1. Protection often is opposing to autonomy.

n. Age discrimination

i. The elderly are selected as the favored group b

when attempting to fulfill the ethical requirements of the attorney-client relationship with a client who has lost some degree of mental capacity.

i. The attorney has only choices:

1. Advocate the express desires of the client, regardless of how those desires are affected by the client’s disabled condition, or

2. Determine what the attorney believes are the “best interests” of the client and advocate them, regardless of the desires of the client.

ii. The Model Rules are more helpful because they do include a rule addressing the relationship between the lawyer and a client of questionable mental capacity.

1. Model Rule (MR) 1.14(a) – When a client’s ability to make adequately considered decisions in connection with the representation is impaired, whether because of minority, mental disability or for some other reason, the lawyer shall, as far as reasonably possible, maintain a normal client-lawyer relationship. (This is much different than a nonadversarial role similar to a guardian ad litem.

iii. Steps outlined in class:

1. Presume capacity

2. Talk to them alone, and you may need to speak with them more than once

3. Take steps to maximize capacity

4. Don’t covet the mini-mental status exam

h. Determining Client Capacity –

i. Decision-making capacity requires, to a greater or lesser degree:

1. Possession of a set of values and goals

2. The ability to communicate and to understand information; and

3. The ability to reason and to deliberate about one’s choices.

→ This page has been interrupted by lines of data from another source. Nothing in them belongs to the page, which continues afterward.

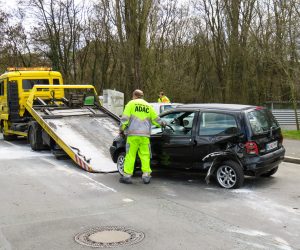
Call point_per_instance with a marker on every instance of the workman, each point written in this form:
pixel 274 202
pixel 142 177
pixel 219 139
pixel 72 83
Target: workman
pixel 136 122
pixel 163 98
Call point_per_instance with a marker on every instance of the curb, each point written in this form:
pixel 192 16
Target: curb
pixel 291 159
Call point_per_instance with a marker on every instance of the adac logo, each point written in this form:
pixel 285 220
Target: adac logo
pixel 141 108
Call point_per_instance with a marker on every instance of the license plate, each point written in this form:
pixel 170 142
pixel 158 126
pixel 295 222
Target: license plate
pixel 272 145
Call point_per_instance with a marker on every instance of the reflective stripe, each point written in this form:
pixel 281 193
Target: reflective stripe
pixel 150 151
pixel 139 127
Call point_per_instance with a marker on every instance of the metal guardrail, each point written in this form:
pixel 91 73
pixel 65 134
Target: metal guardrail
pixel 286 116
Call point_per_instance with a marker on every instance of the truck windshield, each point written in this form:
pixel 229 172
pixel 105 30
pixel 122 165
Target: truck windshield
pixel 29 83
pixel 261 121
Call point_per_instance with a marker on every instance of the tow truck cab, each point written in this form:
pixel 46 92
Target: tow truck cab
pixel 15 88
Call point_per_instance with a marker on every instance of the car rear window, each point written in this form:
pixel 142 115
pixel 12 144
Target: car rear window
pixel 261 121
pixel 212 124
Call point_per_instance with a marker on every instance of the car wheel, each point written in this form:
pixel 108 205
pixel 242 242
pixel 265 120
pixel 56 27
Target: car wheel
pixel 270 173
pixel 120 163
pixel 230 175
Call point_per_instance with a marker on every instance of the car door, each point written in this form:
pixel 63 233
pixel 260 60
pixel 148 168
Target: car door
pixel 174 146
pixel 215 129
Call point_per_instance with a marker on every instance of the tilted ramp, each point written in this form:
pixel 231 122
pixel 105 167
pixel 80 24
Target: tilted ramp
pixel 85 133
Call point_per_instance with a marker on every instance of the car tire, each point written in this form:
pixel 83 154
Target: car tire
pixel 120 162
pixel 270 173
pixel 229 175
pixel 35 136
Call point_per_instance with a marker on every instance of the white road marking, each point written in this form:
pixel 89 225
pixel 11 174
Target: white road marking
pixel 70 171
pixel 127 200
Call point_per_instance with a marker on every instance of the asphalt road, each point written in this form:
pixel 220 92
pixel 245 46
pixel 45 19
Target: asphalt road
pixel 45 202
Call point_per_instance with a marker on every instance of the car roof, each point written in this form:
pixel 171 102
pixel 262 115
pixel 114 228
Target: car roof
pixel 218 106
pixel 164 103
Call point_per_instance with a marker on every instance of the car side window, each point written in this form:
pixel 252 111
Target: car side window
pixel 180 123
pixel 212 123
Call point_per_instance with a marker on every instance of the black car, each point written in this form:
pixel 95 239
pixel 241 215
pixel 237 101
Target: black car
pixel 226 140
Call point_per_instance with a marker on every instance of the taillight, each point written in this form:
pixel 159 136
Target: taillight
pixel 251 148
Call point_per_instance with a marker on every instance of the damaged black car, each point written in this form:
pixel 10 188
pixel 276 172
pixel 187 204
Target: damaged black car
pixel 228 141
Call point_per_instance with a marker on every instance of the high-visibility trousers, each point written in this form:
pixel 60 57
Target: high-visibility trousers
pixel 140 145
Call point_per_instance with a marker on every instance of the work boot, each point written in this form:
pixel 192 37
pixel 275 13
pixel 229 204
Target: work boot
pixel 146 177
pixel 126 179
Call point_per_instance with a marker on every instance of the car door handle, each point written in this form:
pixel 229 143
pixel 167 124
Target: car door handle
pixel 193 142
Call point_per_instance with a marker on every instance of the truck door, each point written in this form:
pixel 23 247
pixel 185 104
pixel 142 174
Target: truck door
pixel 2 97
pixel 13 100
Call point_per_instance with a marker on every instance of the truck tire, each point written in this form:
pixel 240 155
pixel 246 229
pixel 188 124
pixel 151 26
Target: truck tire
pixel 35 136
pixel 9 137
pixel 229 174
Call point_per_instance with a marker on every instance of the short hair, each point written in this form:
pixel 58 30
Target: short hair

ii. This definition emphasizes the individual’s thinking process rather than the outcome of a decision and, though drafted with health care decisions in mind, seems to apply equally well to legal decisions.

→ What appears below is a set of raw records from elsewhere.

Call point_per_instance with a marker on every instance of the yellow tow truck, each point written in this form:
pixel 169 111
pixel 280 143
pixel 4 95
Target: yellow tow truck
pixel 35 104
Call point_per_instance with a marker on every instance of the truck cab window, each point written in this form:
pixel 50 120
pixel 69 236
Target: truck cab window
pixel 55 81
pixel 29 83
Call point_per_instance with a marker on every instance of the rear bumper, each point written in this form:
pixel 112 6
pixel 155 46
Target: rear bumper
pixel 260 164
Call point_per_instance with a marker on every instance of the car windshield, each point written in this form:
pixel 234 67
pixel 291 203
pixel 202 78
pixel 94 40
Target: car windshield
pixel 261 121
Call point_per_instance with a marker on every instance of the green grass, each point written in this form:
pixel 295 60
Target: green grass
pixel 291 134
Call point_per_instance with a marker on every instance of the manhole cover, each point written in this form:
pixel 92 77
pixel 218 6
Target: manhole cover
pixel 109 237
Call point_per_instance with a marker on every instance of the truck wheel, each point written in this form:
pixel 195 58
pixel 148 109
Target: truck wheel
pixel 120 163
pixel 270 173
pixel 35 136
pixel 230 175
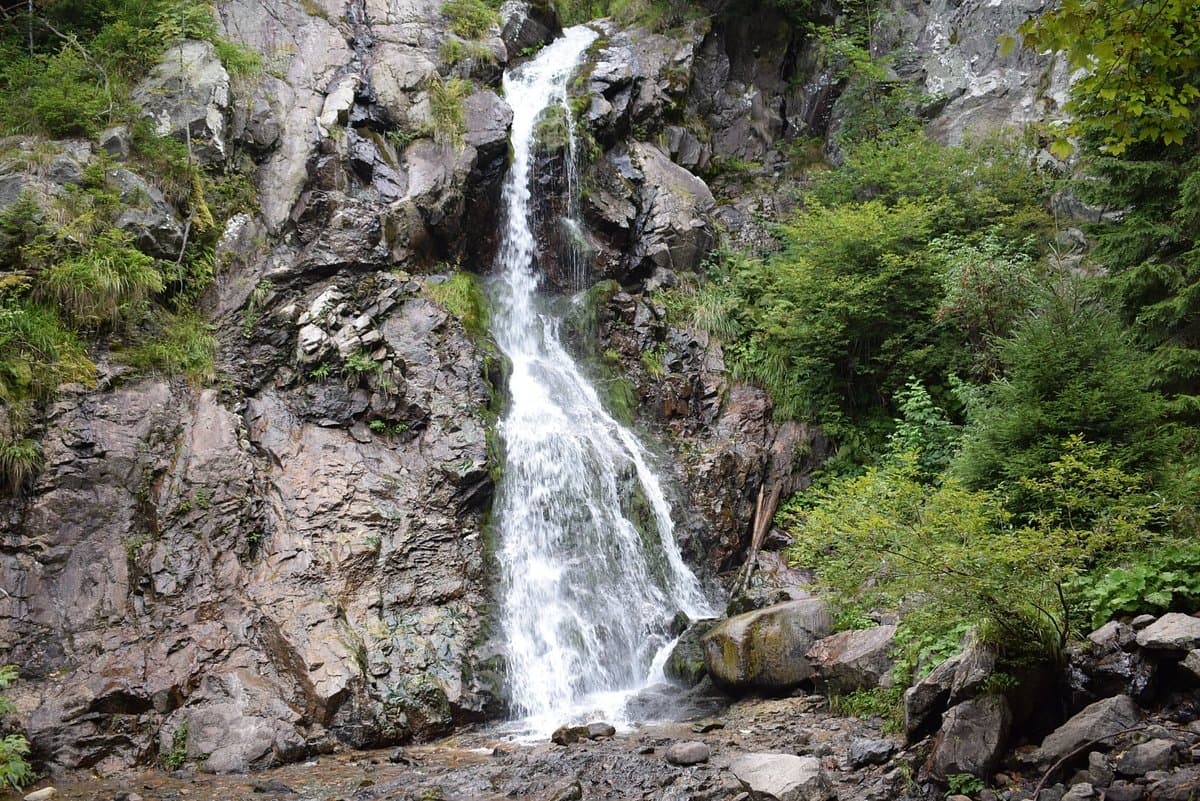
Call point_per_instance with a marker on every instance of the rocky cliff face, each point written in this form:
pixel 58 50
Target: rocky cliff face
pixel 299 554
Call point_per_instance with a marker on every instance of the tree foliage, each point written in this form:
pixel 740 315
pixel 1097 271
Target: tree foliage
pixel 1141 61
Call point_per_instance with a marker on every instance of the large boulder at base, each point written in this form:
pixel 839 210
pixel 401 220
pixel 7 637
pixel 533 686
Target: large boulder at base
pixel 1171 632
pixel 925 700
pixel 766 649
pixel 853 660
pixel 187 96
pixel 972 738
pixel 783 777
pixel 1096 721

iii. Steve Fox – Is it Personal Autonomy or a Personality Disorder

1. In the process of assessing a client/patient’s decision-making capacity and autonomy, there are four common pitfalls:

a. Underestimating the patient’s ability, that is, “age equals disability.”

b. Relying solely on a diagnosis;

c. Lack of independent assessment, that is, relying only on past records or hearsay reports, and

d. Failure to consider the patient’s life history-adaptive behaviors, social skills, values, beliefs, personality traits and characteristics, and past psychiatric history.

i. How should the attorney respond if the client seems to lack mental capacity?

i. Comment (5) to MR 1.14 provides:

1. If a lawyer believes that a client is in risk of substantial physical financial or other harm unless action is taken, and that a normal client-lawyer relationship cannot be maintained…protective measures may include consulting with family members, using a reconsideration period to permit clarification or improvement of circumstances, using voluntary surrogate decision-making tools such as durable powers of attorney or consulting with support groups, professional services, adult-protective agencies or other individuals or entities that have the ability to protect the client.

a. Remember that under the rules a lawyer can take protective action if they feel that the client will incur some form of ham. See Model Rule 1.14. You want to determine whether or not there is a durable power of attorney.

j. No express or limited agreement:

i. In certain circumstances, a lawyer may act as lawyer for a purported client even without express or limited agreement from the purported client, and may take those actions necessary to maintain the stauts quo or to avoid irreversible harm, if:

1. An emergency situation exists in which the purported client’s substantial health, safety, financial, or liability interests are at stake.

2. The purported client, in the lawyer’s good faith judgment, lacks the ability to make or express considered judgments about action required to be taken because an impairment of decision-making capacity;

3. Time is of the essences; and

4. The lawyer reasonably believes, in good faith, that no other lawyer is available or willing to act on behalf of the purported client.